И несчастный мужик решительно постучался в дверь избы Кузьмича.

Тихо в избе Ивана. Лучина догорает, но хозяйка не думает вставлять в светец новую. Задумалась она, низко уронив на грудь голову. Дети присмирели. Они ждут, напряженно прислушиваясь к каждому шороху, не отец ли идет. В их представлении появление отца связывалось с появлением хлеба. Они не сомневались, что попытка отцова добыть «хлебушки» увенчается успехом. Миколушка уже мечтал о том, как он будет смаковать хлеб, какой он душистый, мягкий…

Чу! Шорох! Все встрепенулись. Но это не отец, это ветер стукнул дверью в сенях. Опять все притихли. Вдруг Миколушка вскочил.

– Тятька! – вскричал он.

Действительно, с крыльца ясно донесся шум шагов. Дверь распахнулась, и в комнату вошел Иван. Взглянула на него жена и ахнула: он был бледен как мертвец.

Дети воскликнули:

– Принес хлебушки?

Отец не отвечал им. Он сбросил овчину и грузно опустился на лавку.

– Что же хлебца, тятька? – спросил Миколка, тараща свои обведенные синевой глазенки.

– Нетути хлебца, касатик!.. – не сказал, а скорее простонал Безземельный. – В ногах у Кузьмича валялся – не дал!

Иван закрыл лицо руками. Миколушка уткнулся лицом в колени матери и заплакал, приговаривая:

– Ах, как есть хочется!.. Хлебушки бы!

Другие дети грустно поникли головой.

Отдернул руки от своего лица Иван, посмотрел на семью: дети сидели, как замерли, Миколушка плакал, по бледно-желтому исхудалому лицу жены медленно катились крупные слезы.

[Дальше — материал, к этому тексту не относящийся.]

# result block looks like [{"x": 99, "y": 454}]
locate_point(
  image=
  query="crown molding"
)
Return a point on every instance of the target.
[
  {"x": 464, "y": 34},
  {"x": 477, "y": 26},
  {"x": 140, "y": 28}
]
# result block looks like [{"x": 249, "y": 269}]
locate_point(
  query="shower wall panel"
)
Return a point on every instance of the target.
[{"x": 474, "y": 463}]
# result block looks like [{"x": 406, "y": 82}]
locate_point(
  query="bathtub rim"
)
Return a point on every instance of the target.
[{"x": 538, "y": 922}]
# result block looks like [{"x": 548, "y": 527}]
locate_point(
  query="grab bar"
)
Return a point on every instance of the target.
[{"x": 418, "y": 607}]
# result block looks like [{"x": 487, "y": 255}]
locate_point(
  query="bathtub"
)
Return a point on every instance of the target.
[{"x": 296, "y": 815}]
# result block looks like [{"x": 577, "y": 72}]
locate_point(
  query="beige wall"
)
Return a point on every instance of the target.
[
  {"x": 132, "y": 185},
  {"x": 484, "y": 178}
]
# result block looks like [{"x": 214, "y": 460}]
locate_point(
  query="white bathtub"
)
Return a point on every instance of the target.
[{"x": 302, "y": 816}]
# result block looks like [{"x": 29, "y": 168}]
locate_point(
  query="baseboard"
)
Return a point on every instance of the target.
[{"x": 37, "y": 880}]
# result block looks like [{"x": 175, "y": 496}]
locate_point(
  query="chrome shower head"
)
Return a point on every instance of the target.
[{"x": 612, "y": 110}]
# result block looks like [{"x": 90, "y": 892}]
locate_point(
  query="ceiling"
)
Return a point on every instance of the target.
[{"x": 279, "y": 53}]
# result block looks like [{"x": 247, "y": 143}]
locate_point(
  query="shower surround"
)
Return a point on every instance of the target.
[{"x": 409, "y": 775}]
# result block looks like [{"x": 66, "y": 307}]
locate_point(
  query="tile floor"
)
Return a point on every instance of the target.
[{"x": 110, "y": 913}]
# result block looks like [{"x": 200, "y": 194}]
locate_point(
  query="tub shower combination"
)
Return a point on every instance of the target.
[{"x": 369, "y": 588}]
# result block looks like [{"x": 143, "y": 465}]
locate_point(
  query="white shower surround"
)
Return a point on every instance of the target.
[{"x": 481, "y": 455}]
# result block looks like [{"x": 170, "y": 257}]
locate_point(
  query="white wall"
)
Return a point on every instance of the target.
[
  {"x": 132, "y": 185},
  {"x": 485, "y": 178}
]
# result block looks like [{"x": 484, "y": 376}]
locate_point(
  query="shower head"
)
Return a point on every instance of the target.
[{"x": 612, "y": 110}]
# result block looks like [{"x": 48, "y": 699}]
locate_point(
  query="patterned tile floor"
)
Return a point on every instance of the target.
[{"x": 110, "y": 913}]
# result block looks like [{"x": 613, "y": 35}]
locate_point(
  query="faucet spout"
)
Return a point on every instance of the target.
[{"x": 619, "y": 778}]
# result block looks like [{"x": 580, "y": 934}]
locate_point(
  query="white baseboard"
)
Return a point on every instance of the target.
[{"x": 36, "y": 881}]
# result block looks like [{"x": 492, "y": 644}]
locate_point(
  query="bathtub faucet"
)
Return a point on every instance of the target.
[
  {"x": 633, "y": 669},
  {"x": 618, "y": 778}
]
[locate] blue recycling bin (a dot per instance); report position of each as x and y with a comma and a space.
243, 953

Ни слова не сказал Иван, встал и опять накинул на плечи овчину. Потом взял со стола большой хлебный нож.

– Ты куда, Иванушка? – спросила, сквозь слезы, хозяйка.

– Куда? – глухо ответил муж. – Хлеба добывать! Ну и не поздоровится же теперь тому, кому со мной повстречаться придется! Уложу его – не пикнет!